§ 19B-14. Liability.  


Latest version.
  • (a)

    In any enforcement action brought pursuant to this chapter, whether by administrative proceedings, judicial proceedings or summary abatement, the person who creates or has created the nuisance, either directly or indirectly, shall be liable for all costs set forth in Chapter 3, Article XVI (beginning with Section 3-150) incurred by the County, including, but not limited to, administrative costs and any and all cost incurred to undertake, or to cause or compel any responsible party to undertake any abatement action in compliance with the requirements of this chapter, whether those costs are incurred prior to, during or following enactment of this chapter.

    (b)

    In any action by the County to abate a nuisance under this chapter, whether by administrative proceedings, judicial proceedings or summary abatement, the prevailing party shall be entitled to a recovery of the reasonable attorneys' fees incurred. Recovery of attorneys' fees under this section shall be limited to those actions or proceedings in which the County elects, at the initiation of that action or proceeding, to seek recovery of its own attorneys' fees. In no action, administrative proceeding or special proceeding shall an award of attorneys' fees to a prevailing party exceed the amount of reasonable attorneys' fees incurred by the County in the action or proceeding.

    (c)

    Unless otherwise expressly indicated, the standard of liability imposed by this chapter is strict liability, without regard to any element of mensrea, fault, negligence or other wrongdoing.

    (d)

    The scope of liability in this chapter is joint and several for any Person who has caused, created or contributed to a violation and/or a nuisance as defined in this chapter, is joint and several.
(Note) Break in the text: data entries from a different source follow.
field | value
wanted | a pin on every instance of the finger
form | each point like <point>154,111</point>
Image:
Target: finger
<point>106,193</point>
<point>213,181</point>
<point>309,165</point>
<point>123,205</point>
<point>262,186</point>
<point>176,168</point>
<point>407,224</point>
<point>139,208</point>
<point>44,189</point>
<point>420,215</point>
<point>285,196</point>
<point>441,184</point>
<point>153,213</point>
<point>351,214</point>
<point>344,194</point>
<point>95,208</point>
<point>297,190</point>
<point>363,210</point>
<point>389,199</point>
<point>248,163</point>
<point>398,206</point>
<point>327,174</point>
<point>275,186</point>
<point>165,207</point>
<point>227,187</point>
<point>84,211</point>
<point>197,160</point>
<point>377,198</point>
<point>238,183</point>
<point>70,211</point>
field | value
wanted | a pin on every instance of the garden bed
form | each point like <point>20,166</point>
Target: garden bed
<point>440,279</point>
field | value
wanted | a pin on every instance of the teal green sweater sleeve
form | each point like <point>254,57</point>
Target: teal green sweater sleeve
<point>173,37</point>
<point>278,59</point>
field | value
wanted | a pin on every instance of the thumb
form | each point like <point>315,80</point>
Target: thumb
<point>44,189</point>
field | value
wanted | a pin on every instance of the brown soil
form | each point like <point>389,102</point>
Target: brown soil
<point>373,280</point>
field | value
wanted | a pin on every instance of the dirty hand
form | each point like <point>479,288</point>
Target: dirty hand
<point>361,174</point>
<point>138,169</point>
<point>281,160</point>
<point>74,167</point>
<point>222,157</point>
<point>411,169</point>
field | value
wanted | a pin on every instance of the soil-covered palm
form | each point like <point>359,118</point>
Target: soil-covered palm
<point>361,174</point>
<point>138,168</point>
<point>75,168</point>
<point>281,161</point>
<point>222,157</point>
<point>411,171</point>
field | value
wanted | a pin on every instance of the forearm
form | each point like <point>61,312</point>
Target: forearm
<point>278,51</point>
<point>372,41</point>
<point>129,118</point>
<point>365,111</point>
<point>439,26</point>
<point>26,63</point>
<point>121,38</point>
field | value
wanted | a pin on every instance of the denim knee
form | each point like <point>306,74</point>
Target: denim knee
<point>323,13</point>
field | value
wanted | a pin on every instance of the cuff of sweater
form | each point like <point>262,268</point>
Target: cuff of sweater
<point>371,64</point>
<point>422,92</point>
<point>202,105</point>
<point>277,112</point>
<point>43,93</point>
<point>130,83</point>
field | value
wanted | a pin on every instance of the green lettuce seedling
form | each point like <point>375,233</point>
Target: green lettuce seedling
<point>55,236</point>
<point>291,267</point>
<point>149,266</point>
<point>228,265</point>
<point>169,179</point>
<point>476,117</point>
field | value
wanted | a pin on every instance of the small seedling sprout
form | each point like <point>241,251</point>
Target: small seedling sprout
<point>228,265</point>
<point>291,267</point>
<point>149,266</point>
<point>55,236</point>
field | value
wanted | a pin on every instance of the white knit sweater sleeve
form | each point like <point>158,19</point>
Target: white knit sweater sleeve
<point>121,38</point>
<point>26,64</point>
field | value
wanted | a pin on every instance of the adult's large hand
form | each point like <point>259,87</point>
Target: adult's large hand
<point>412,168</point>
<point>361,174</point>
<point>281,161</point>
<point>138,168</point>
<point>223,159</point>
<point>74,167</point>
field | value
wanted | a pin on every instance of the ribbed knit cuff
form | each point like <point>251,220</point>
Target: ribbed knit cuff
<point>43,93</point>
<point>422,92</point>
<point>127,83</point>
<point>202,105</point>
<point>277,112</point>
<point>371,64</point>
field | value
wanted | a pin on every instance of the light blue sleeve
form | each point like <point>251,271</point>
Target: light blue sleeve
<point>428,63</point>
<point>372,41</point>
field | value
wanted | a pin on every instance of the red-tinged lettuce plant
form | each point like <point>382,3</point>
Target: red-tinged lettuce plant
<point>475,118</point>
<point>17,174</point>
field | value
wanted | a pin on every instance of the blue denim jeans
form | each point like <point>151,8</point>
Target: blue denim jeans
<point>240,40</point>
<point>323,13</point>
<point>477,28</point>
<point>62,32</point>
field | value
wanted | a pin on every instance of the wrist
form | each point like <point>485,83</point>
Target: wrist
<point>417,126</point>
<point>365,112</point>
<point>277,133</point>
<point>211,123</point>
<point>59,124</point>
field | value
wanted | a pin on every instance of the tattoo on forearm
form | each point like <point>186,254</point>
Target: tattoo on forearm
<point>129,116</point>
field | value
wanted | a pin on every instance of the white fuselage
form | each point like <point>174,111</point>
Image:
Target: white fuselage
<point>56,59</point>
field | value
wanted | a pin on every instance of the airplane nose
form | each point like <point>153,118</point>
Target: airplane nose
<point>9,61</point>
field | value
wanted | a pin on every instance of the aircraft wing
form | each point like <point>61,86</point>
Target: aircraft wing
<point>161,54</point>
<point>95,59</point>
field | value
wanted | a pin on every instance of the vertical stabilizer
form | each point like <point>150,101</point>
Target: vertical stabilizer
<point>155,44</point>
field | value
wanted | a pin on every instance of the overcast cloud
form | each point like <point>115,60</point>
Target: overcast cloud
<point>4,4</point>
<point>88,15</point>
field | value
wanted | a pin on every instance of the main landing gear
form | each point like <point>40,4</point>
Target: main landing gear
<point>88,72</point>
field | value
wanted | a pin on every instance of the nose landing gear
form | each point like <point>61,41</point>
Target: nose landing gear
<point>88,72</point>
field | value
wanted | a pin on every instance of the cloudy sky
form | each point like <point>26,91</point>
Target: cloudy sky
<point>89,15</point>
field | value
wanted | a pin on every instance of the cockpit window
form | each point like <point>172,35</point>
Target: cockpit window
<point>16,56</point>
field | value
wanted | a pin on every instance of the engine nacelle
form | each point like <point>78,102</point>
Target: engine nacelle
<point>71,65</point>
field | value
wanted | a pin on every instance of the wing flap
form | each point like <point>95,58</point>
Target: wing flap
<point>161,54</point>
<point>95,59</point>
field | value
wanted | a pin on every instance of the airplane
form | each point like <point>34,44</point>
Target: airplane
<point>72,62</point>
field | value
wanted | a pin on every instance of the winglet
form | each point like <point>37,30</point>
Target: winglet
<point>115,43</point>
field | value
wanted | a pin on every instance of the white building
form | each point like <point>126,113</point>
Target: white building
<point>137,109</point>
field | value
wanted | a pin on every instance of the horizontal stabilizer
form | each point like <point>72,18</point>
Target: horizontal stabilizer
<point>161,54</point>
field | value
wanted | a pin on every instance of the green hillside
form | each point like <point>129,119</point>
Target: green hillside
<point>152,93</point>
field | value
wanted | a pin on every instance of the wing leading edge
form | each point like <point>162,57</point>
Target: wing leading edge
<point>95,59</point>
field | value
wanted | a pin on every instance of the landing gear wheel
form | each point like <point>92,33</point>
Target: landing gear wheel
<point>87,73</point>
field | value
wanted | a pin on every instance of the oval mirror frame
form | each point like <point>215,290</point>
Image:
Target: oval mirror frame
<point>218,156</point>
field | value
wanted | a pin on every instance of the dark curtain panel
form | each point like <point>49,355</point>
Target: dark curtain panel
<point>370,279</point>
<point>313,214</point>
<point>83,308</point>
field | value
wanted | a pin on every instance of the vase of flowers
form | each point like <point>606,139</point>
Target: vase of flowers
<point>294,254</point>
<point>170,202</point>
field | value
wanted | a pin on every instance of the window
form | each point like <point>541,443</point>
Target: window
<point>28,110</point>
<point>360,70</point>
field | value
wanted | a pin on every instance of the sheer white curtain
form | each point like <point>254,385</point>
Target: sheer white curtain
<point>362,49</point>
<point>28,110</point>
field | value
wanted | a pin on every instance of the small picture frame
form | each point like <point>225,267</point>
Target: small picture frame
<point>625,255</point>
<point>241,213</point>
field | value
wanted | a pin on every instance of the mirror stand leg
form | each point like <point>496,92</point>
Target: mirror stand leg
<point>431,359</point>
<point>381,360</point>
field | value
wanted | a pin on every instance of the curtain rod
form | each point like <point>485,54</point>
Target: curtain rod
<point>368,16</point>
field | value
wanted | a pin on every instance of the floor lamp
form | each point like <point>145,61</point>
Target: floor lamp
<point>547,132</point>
Any Person seeking to apportion the harm must demonstrate by clear and convincing evidence that the component of harm which is sought to be apportioned is scientifically and technologically susceptible to apportionment, that there is a reasonable and practicable basis for apportioning the harm, and that the separate abatement activity proposed for that harm is a practicable, safe, efficient, reliable and cost-effective in providing the degree of protection of the public health, safety, welfare and the environment as the abatement activity or activities, if any, proposed by the LEA or the District Attorney.